I have a new ammonite for you, my darling,
Augustus announced from behind his easel. It has just arrived, direct to my room from the Cretaceous. As your teacher, I thought it only fitting that I should provide you with a few lessons in living. It’s a regular little morality play, that ammonite.
Augustus, please,
I countered. They are offering me a great sum of money.
You’re missing my point,
he replied. If you promise not to move, I will show you.
From the back of the room Augustus retrieved an ammonite still partially encased in a piece of the sandstone in which it had been discovered. He placed the prehistoric creature on a small table, where the opalescence of the shell hinted at its original colors of silver, blue, and pink.
Now, don’t move,
he warned, returning to his work, but I want you to notice how this ammonite started its early years spiraling in neat, concentric swirls, but at some point in its life spiraled outward and then back again, as if in defiance of its heredity. Do you think you can represent that, my darling, you who are determined against my good counsel to be a mere illustrator of bones?
But it’s all askew,
I noted. As if it lost its way.
Precisely, my dear.
Augustus, please don’t be difficult,
I pleaded. I need to speak to you about this. It’s not just the money. It’s an opportunity to have a real profession. Please.
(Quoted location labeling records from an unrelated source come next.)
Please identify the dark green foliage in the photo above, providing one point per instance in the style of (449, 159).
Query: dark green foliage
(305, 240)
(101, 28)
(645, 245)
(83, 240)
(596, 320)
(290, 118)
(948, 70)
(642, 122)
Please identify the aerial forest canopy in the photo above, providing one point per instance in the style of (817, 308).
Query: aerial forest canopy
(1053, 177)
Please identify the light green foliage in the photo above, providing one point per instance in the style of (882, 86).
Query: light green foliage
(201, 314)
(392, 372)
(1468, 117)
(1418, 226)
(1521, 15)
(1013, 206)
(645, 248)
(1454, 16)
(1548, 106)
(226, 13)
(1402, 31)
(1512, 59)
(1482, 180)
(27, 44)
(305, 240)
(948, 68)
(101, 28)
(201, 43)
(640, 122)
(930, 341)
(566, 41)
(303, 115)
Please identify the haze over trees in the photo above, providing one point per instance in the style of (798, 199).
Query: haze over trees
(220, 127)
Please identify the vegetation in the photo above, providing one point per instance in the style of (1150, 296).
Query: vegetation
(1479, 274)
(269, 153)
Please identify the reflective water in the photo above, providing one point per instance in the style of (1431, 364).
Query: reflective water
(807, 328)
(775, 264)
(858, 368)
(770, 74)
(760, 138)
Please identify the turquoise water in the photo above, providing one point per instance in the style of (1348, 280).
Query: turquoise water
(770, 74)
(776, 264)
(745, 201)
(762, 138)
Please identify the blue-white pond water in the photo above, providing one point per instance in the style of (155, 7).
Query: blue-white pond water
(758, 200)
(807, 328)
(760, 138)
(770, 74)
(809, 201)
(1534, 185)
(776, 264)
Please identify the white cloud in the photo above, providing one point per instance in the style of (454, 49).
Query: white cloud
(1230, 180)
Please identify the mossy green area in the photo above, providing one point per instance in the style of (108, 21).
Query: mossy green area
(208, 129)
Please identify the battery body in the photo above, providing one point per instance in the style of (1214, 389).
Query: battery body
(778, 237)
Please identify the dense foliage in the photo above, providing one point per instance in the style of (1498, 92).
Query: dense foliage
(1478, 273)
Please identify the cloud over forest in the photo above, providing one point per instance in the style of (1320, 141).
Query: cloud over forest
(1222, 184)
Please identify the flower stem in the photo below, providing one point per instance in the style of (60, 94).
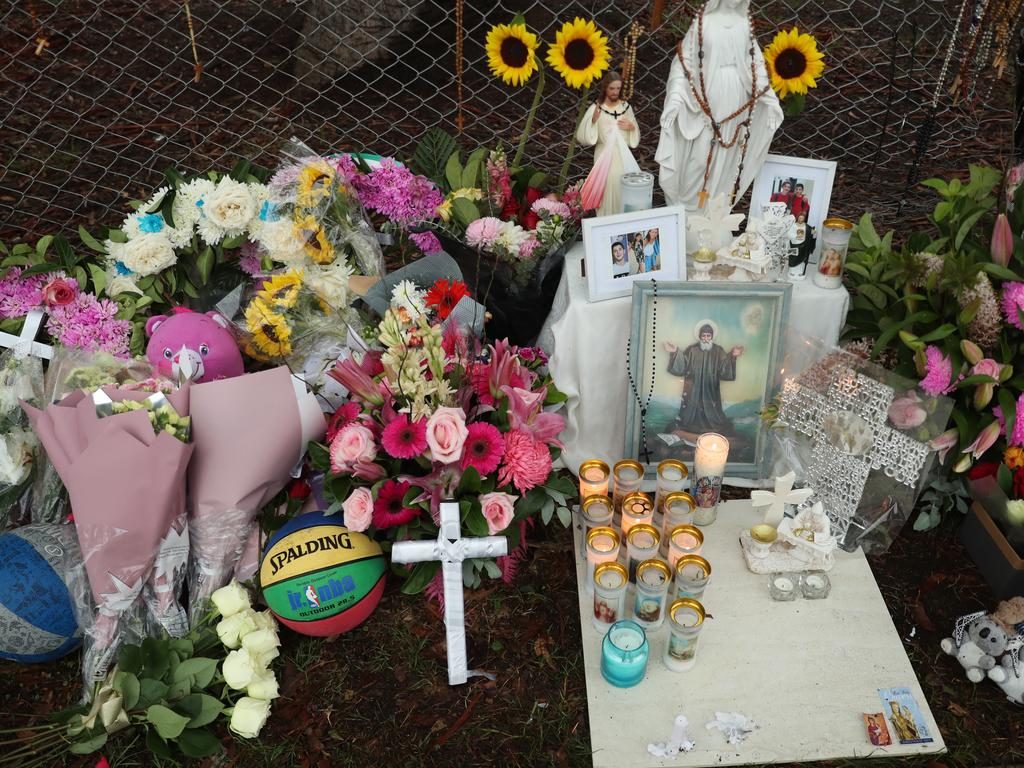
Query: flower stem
(568, 157)
(529, 117)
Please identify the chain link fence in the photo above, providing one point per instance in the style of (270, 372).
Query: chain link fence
(99, 96)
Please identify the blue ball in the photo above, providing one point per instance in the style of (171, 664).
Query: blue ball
(37, 617)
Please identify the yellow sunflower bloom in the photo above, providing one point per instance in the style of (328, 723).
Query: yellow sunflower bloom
(794, 62)
(313, 239)
(270, 333)
(512, 52)
(314, 183)
(282, 290)
(580, 53)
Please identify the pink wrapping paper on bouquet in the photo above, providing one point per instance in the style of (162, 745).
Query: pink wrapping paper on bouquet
(249, 432)
(126, 488)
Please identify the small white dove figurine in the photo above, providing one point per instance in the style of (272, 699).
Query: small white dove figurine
(775, 502)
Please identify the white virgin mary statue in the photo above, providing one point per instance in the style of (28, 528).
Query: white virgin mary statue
(718, 122)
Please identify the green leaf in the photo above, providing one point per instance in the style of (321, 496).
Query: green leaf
(167, 722)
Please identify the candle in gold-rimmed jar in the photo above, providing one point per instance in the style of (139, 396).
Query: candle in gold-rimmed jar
(684, 540)
(594, 478)
(602, 546)
(626, 477)
(610, 581)
(637, 510)
(653, 579)
(641, 544)
(685, 619)
(672, 475)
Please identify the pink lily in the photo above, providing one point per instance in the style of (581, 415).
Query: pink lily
(1003, 241)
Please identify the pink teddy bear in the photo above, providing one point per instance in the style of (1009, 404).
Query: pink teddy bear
(193, 345)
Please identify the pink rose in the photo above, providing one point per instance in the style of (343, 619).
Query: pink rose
(446, 434)
(358, 510)
(351, 446)
(498, 511)
(59, 292)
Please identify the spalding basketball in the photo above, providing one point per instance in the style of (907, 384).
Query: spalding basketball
(320, 578)
(37, 619)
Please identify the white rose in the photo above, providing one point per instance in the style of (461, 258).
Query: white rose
(249, 717)
(240, 668)
(146, 254)
(230, 599)
(263, 686)
(231, 629)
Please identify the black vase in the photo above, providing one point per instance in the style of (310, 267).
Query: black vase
(517, 312)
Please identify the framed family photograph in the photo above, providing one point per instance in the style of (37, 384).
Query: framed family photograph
(805, 185)
(631, 247)
(705, 357)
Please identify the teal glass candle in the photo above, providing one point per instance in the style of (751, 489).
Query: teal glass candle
(624, 654)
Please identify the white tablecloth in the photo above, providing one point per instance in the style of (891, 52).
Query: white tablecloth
(587, 346)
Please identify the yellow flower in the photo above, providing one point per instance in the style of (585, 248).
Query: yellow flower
(580, 53)
(512, 52)
(270, 333)
(313, 239)
(313, 183)
(794, 61)
(282, 290)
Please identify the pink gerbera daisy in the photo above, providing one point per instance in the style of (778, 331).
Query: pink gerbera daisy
(404, 439)
(390, 509)
(484, 448)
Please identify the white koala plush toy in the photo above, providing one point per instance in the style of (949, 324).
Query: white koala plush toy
(977, 642)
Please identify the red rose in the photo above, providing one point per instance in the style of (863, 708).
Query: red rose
(59, 292)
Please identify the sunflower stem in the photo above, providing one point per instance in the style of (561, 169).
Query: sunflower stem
(568, 157)
(529, 117)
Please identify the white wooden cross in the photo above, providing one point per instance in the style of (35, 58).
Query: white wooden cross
(452, 549)
(27, 340)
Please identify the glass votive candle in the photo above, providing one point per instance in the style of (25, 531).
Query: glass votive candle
(815, 585)
(672, 476)
(610, 581)
(594, 512)
(692, 574)
(653, 579)
(624, 654)
(594, 477)
(684, 540)
(709, 468)
(641, 544)
(637, 510)
(685, 619)
(762, 537)
(602, 546)
(627, 477)
(783, 587)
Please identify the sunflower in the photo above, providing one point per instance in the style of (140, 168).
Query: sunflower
(282, 290)
(269, 331)
(313, 239)
(580, 53)
(313, 183)
(512, 52)
(794, 62)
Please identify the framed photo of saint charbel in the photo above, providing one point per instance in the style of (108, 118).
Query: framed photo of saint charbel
(704, 357)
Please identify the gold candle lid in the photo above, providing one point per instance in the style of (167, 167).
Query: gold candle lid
(643, 527)
(688, 604)
(593, 464)
(675, 463)
(680, 497)
(607, 568)
(648, 567)
(692, 560)
(691, 529)
(602, 530)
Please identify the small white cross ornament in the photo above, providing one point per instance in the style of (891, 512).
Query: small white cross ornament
(452, 549)
(775, 502)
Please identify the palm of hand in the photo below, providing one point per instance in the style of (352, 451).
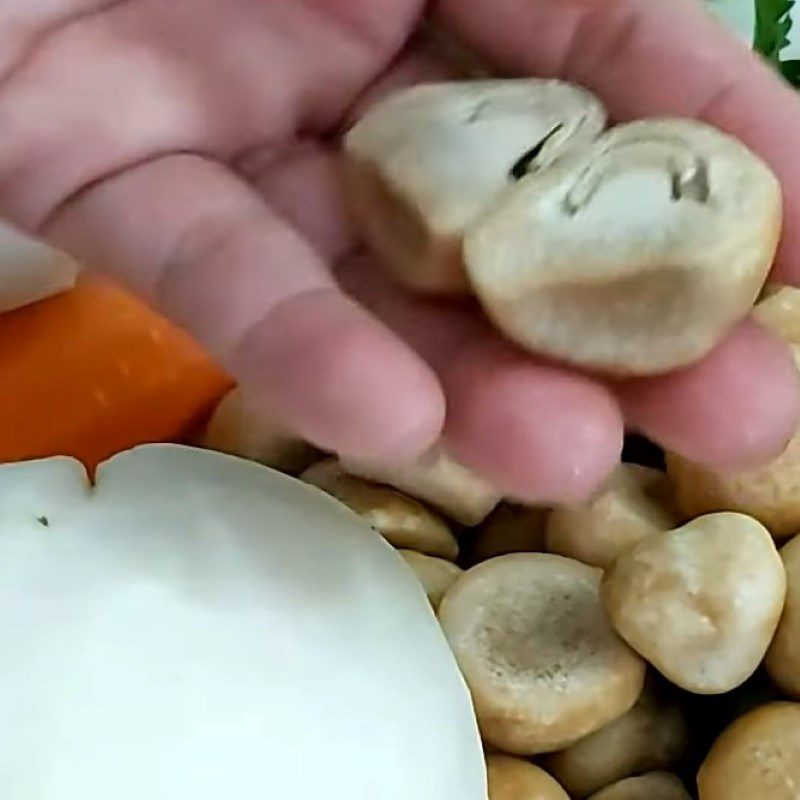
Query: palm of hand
(186, 145)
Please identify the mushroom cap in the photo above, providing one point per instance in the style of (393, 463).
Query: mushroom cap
(515, 779)
(758, 756)
(653, 786)
(634, 503)
(404, 522)
(427, 161)
(542, 662)
(701, 603)
(653, 735)
(437, 479)
(435, 574)
(634, 256)
(783, 658)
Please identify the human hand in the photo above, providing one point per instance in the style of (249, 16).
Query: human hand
(189, 147)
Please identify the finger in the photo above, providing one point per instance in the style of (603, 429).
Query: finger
(540, 434)
(211, 255)
(737, 408)
(647, 58)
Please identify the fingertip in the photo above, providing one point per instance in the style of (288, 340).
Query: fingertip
(735, 409)
(541, 434)
(337, 377)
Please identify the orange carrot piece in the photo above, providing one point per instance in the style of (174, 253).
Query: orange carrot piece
(94, 371)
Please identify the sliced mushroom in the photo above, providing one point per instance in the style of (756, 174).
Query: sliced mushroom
(783, 659)
(509, 529)
(426, 162)
(779, 310)
(402, 521)
(701, 603)
(435, 574)
(541, 660)
(634, 257)
(757, 757)
(770, 493)
(515, 779)
(436, 479)
(634, 503)
(653, 735)
(653, 786)
(239, 428)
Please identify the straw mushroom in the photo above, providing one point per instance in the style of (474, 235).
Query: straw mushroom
(758, 756)
(435, 479)
(653, 786)
(541, 660)
(634, 503)
(652, 735)
(426, 162)
(634, 257)
(783, 658)
(402, 521)
(435, 574)
(515, 779)
(238, 428)
(701, 603)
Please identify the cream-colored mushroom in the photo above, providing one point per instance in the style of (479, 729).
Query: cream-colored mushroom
(239, 428)
(435, 479)
(508, 529)
(653, 786)
(653, 735)
(783, 658)
(757, 757)
(515, 779)
(426, 162)
(701, 603)
(779, 310)
(402, 521)
(435, 574)
(634, 257)
(541, 660)
(634, 503)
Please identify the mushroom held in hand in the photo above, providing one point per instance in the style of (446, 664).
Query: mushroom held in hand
(515, 779)
(197, 626)
(653, 786)
(702, 602)
(634, 503)
(756, 758)
(401, 520)
(652, 735)
(436, 479)
(426, 162)
(783, 659)
(636, 256)
(540, 658)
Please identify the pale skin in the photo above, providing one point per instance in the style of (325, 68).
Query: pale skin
(187, 147)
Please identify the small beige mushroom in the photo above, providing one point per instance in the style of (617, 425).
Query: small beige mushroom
(238, 428)
(515, 779)
(508, 529)
(756, 758)
(634, 503)
(541, 660)
(701, 603)
(634, 257)
(653, 735)
(779, 310)
(653, 786)
(435, 574)
(783, 658)
(402, 521)
(426, 162)
(435, 479)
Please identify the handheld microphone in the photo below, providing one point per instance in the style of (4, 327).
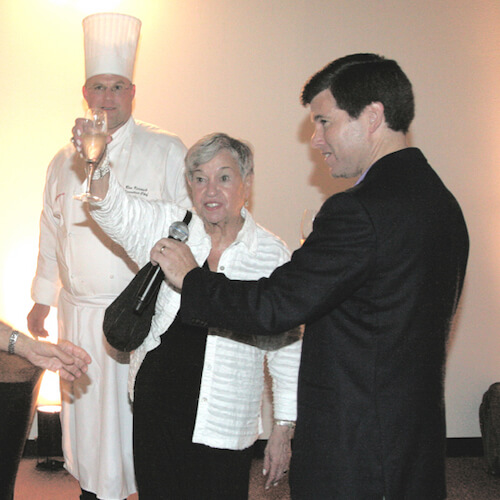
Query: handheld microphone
(177, 231)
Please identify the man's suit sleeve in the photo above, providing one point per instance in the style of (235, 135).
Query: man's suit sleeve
(333, 263)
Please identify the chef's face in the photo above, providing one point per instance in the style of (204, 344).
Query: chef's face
(113, 94)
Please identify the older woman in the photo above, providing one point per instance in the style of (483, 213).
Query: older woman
(198, 393)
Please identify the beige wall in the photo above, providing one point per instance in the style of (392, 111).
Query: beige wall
(238, 67)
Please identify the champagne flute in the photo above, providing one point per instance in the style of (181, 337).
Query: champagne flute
(307, 223)
(94, 134)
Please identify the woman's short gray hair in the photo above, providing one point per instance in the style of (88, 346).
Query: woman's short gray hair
(208, 147)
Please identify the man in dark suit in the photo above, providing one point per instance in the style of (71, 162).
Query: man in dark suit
(376, 284)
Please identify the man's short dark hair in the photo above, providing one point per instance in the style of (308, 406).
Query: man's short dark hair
(357, 80)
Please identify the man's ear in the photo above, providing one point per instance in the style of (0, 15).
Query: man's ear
(376, 116)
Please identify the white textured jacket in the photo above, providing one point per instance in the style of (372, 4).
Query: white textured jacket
(229, 409)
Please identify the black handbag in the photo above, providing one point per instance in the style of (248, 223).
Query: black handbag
(126, 327)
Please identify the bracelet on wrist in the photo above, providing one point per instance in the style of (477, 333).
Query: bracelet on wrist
(102, 169)
(285, 423)
(12, 341)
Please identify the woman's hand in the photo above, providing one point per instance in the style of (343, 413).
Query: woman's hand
(277, 454)
(175, 259)
(70, 360)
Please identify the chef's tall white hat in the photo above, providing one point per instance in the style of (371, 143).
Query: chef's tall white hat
(110, 42)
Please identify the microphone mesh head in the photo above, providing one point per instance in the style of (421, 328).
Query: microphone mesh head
(178, 231)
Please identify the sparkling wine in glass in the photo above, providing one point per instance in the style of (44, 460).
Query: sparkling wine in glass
(94, 134)
(306, 223)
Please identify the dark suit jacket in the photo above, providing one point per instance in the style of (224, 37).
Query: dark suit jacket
(376, 284)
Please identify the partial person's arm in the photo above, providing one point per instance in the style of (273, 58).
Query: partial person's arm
(284, 370)
(336, 259)
(71, 361)
(36, 320)
(46, 283)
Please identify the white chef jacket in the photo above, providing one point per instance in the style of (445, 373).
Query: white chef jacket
(229, 408)
(92, 270)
Augustus stared at me from behind his easel.
A profession?
he said, with clear contempt for the word. He put down his brush, wiped his hands on his robe, and stepped into the patterned light infiltrating the room through the curtain of lace. Is that what you want, Eleanor? When I first met you I had the distinct impression that you wanted to be an artist. Not a mere technicist toiling away in academia.
He looked as if I were now the object of that contempt. Casting and displaying bones to pacify a public numbed by war, destitute from economic depression, and now hungry for diversion is not art, my darling. I would think there could not possibly be enough money in the world to pay you for that.
He wiped his hands again, poured out a small tumbler of whiskey, took a swallow, and placed the remains on the table next to the ammonite. The liquid glowed like ancient amber trapped within the confines of the glass.
These men are not making any significant contributions to science, Eleanor, but rather shuffling bones around to prove their latest theory,
he said at last. You have told me yourself that they are living by and large in a world of their own design. One which, I feel duty-bound to point out, will never include the likes of you.
When I started to object, he stepped forward and inched my chair closer to the window.
Now sit still, Eleanor. And relax, if you don’t mind. Couldn’t we just for this moment pretend that you are not wasting your life toiling for ingrates who neither see nor appreciate your finer qualities?
Augustus, you know I cannot afford to turn away any opportunity, even for a fraction of what they have offered. But that’s not what I am asking you now, even though that kind of money would make a big difference in the way that I live. Can you imagine having enough money to do as I please?
In spite of my earnestness, I could not help myself. That kind of money seemed so far from my grasp that I inadvertently laughed.